Wir leben in einer Zeit des Übergangs. Die alte Ordnung weicht einer Neuen und das mit allen Konsequenzen. Krieg in Europa, Loslösung von Russland und China, das Ende des fossilen Zeitalters, Inflation, Rezession, Digitalisierung, der Zusammenbruch ganzer Branchen und etablierter Vertriebssysteme, Abkehr von Medien und politischen Parteien, wie wir sie kennen, die Neuerfindung des Marketings, Wertschöpfung ohne Wertstiftung und natürlich der allumfassende Fachkräfte- oder überhaupt des Kräftemangels. Der Übergang in diese neue Zeit ist wie alle Übergänge von Unsicherheit und Verwirrung geprägt. Wenn wir ohne Verblendung und mit offenen Augen in die Welt schauen, sehen wir, wie sich die Dinge unumkehrbar verschieben und wir dem Abschluss einer Epoche, die wir vielleicht irgendwann rückblickend die Epoche der Industrialisierung oder des Kapitalismus nennen werden, nahe sind.
Nach einer Studie des Economist gibt es in den USA erstmals in ihrer Wirtschaftsgeschichte ein branchenübergreifendes Überangebot an offenen Stellen, das die Arbeitsnachfrage um einen zweistelligen Prozentsatz übersteigt. Daraus ziehen nicht wenige Wirtschaftswissenschaftler und Soziologen den Schluss, dass der Arbeiter nicht mehr das Kapital sucht, sondern das Kapital sucht die Arbeiter. Die Diskussion in den USA wird beherrscht von dem 2017 erschienenen Buch „Capitalism without Capital" der beiden britischen Wirtschaftsforscher Jonathan Haskel und Stian Westlake. In diesem Buch versuchen Sie zu erklären, wohin sich eine Wirtschaft entwickelt, in der Talent und eben nicht Kapital die entscheidende Ressource sein wird. Der feuchte Traum aller Spätmarxisten wird wahr, eine Welt ohne die Geisel des Kapitals.

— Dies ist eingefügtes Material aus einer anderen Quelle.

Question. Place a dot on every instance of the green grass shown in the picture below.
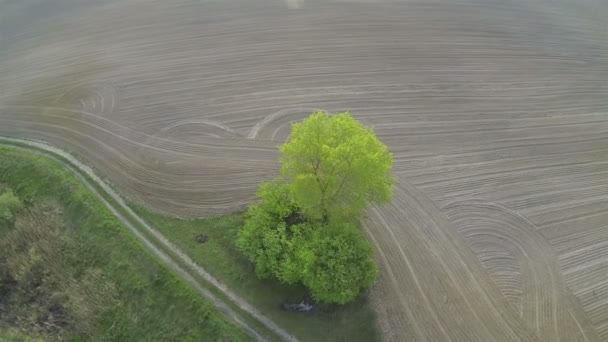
(220, 257)
(155, 305)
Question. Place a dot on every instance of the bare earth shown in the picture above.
(496, 112)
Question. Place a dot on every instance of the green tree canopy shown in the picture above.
(336, 166)
(333, 260)
(304, 228)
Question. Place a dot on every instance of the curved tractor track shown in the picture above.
(154, 240)
(496, 112)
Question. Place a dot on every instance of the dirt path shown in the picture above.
(79, 168)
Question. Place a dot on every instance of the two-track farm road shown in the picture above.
(496, 112)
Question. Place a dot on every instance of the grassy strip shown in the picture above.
(156, 305)
(251, 321)
(220, 257)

Was bedeutet es für Arbeitgebermarken und Unternehmen, wenn wir in diese Welt eintreten? Wird überhaupt noch zwischen Arbeitgeber und Arbeitnehmer unterschieden? Wer bewirbt sich bei wem? Wird von Unternehmern und Führungskräften noch ein Unterschied gemacht zwischen Kunden und Mitarbeitern? Kürzlich erzählte mir ein österreichischer Hotelier, dass in seinem Hotel ab der nächsten Wintersaison die Mitarbeiter das gleiche Essen bekommen wie die Gäste. Und auch sein neues Personalhaus baut er nach dem Standard seines Hotels, inkl. Wellnessbereich mit Sauna. Gewerkschaften und Arbeitsminister sollten sich in einem solchen Umfeld sehr genau überlegen, wie sie ihr Geschäftsmodell anpassen und ihre Existenzberechtigung sichern.
Sollte unser Wirtschaftssystem von einem kapitalbasierten in ein talentbasiertes System umschwenken (was in vielen Branchen bereits geschehen ist), Kapital zum Commodity wird (allzeit unendlich verfügbar und fast ohne Preis) und Hürden zu unternehmerischem Handeln zunehmend abgebaut werden, dann wird dies neue Perspektiven freisetzen und die Beziehung zwischen Menschen und Unternehmen völlig neu definieren.
Davor sollten reinrassige Kapitalisten und auch Gewerkschafter Angst bekommen, alle anderen können sich, wenn sie denn Talent, Fantasie, Kreativität und Zukunftslust haben, auf die beste Epoche freuen, die es jemals für diese Menschen gegeben hat.